Economist Suleiman Nasser told Al Majalla:  "Minerals are similar to oil and gas. What we fear today is the repetition of the rentier policy. What we hope for is to eliminate the rentier constraint and diversify the economy by relying on small and medium-sized enterprises and start-ups, as well as developing agriculture and industry."

The growing debate has intensified with the recent approval by the Algerian parliament of new incentive-based legislation aimed at attracting foreign investors. Previously, the state had owned 51% of enterprises in strategic sectors, but this new law caps state ownership at 20%, meaning foreign investors can own up to 80%. Opposition parties have called it a "surrender of national wealth".

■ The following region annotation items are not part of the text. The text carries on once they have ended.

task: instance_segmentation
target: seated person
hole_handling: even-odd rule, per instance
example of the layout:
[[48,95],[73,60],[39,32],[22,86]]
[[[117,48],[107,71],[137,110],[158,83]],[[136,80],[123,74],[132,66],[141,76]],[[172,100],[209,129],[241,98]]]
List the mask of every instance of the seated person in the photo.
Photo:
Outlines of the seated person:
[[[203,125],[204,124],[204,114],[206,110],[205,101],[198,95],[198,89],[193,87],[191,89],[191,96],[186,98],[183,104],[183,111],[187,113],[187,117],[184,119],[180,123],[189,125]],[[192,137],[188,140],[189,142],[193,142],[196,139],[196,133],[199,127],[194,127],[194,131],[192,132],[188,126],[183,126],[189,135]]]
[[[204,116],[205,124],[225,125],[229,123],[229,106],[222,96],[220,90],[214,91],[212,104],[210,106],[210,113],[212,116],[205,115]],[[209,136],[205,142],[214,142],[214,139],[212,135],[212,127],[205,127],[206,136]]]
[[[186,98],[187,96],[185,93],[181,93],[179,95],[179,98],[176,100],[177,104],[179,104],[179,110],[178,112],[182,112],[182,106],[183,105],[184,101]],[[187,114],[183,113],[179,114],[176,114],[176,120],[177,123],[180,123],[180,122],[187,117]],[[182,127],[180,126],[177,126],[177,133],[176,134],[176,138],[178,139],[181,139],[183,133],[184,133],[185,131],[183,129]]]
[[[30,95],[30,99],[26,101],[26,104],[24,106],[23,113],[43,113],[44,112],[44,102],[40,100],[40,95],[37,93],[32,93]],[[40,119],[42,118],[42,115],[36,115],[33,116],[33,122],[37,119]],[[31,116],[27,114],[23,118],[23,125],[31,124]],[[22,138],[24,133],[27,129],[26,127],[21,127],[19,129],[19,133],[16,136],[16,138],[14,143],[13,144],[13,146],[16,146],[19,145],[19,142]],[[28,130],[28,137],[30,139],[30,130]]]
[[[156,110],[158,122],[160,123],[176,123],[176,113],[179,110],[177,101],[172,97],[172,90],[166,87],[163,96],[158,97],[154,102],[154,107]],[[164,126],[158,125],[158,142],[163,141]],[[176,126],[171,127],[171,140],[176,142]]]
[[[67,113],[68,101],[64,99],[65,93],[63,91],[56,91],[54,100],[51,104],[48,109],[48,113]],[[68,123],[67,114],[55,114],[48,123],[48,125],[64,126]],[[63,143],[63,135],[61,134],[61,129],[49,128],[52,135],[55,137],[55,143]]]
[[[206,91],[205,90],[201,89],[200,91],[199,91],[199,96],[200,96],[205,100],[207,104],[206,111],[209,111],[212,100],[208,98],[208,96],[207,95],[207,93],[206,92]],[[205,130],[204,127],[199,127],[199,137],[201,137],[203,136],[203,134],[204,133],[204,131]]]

The government is under pressure from the likes of the International Monetary Fund to seek other income streams and attract more private capital. Ministers defend the law as "enhancing national sovereignty over natural resources," but opposition MPs have said the new law "hands the keys to our mineral wealth to international companies at a time when geo-economic competition over vital minerals is intensifying".

Other concerns relate to building Algerian talent and knowledge in the minerals sector and whether foreign ownership would mean foreign skilled workers performing the major tasks, or whether Algerian engineers and geologists would gain valuable skills.  

The leftist Workers' Party called the law "a step towards the abolition of mineral nationalisation and an open invitation for foreign companies to control the country's underground wealth". She said it "clearly retreats from the gains achieved through the national movement and sector workers' struggles, from the nationalisation of minerals in 1966… to their re-nationalisation in 2014, following a painful period of privatisation and foreign exploitation".

Eric Lafforgue / Getty Images
An Algerian man working with metal in a workshop in the Casbah, North Africa, Algiers, Algeria, on December 25, 2022, in Algiers, Algeria.

Supporters note that only a small number of mining firms are involved in exploration and extraction, as investment in this sector requires long-term contracts due to the time-consuming nature of prospecting and the need for advanced technology. They also argue that the 51% state ownership rule (stemming from 2009) is now outdated and would deter foreign investment.

Minister of Energy, Mines, and Renewable Energy Mohamed Arkab said the goal was to strike a balance between attracting investment and safeguarding national interests, adding that "the Algerian state retains the right to regulate and control mining activities through laws and specifications that impose strict environmental and local development obligations on investors".

Arzeki Zerrouki, who formerly worked at the National Office of Geological and Mining Research (ORGM), supports this view, arguing that the sector required massive investment that carried a high degree of commercial risk.

He added that adequate tools already existed to protect national interests, such as the 'right of pre-emption,' which governs foreign investment during the liquidation phase, allowing the state to both prevent the sale of assets and to exercise a right to buy them. The principle of state control over the minerals sector, therefore, remains intact, he said, despite the changed context.